학술논문

Efficacy and safety of nivolumab with ipilimumab for recurrent malignant pleural mesothelioma after primary surgical intervention.
Document Type
Article
Source
International Journal of Clinical Oncology. Mar2023, Vol. 28 Issue 3, p409-415. 7p.
Subject
*NIVOLUMAB
*IPILIMUMAB
*MESOTHELIOMA
*PROGRESSION-free survival
*SURVIVAL rate
Language
ISSN
1341-9625
Abstract
Background: Treatment of recurrent malignant pleural mesothelioma (MPM) remains challenging. Our study examined the efficacy, tolerability, and safety of nivolumab with ipilimumab treatment for recurrent MPM after primary curative-intent surgery.
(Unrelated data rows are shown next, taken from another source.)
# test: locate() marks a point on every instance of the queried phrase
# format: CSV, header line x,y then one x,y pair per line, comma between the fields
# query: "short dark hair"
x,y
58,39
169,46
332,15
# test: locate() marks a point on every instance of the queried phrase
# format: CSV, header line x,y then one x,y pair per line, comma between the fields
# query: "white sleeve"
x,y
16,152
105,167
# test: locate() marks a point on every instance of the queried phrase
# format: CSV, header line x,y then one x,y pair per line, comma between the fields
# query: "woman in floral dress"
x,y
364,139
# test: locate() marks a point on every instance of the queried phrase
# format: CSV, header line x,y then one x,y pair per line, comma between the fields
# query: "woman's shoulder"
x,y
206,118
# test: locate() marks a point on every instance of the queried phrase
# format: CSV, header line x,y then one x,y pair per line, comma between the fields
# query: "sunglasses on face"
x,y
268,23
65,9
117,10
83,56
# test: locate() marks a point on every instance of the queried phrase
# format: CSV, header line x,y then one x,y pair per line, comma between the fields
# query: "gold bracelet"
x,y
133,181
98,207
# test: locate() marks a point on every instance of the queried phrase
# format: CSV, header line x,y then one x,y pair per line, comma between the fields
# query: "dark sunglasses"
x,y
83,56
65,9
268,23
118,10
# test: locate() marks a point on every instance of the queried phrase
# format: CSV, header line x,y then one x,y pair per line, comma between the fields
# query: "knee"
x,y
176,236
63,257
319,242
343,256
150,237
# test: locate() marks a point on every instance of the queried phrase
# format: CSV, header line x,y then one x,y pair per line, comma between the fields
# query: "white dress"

Methods: Treatment comprised 360 mg nivolumab every 3 weeks and 1 mg/kg of ipilimumab every 6 weeks, both administered intravenously. Both were discontinued for progressive disease or serious adverse events (AEs). Additional post-treatment data were evaluated, including objective response rate (ORR), disease control rate (DCR), post-treatment survival, progression-free survival (PFS), and AEs. Tumor response was assessed using the modified Response Evaluation Criteria in Solid Tumors (RECIST 1.1). Survival analysis was estimated using a Kaplan–Meier plot. Feasibility analysis was performed using the National Cancer Institute Common Terminology Criteria for AEs version 5.0. Results: Forty-one patients received nivolumab with ipilimumab for recurrent MPM after primary curative-intent surgery (median follow-up, 10.4 months; median treatment, 5.1 months). Overall, 18 patients exhibited partial response, 13 exhibited stable disease, and 10 had documented progressive disease. ORR and DCR were 43.9 and 75.6%, respectively. The 12-month post-treatment survival rate and PFS rate were 74.2 and 40.0%, respectively (median survival, not calculated; median PFS, 7.3 months). Further, 47 AEs were reported in 29 patients (70.7%), including grade 3–4 AEs in 14 patients (34.1%). Grade 4 hepatobiliary disorders were observed in 2 patients and grade 4 neutropenia was observed in 1. Conclusion: Nivolumab with ipilimumab treatment in patients with recurrent MPM after primary surgical treatment may be clinically efficacious, although serious AEs may be frequently observed. [ABSTRACT FROM AUTHOR]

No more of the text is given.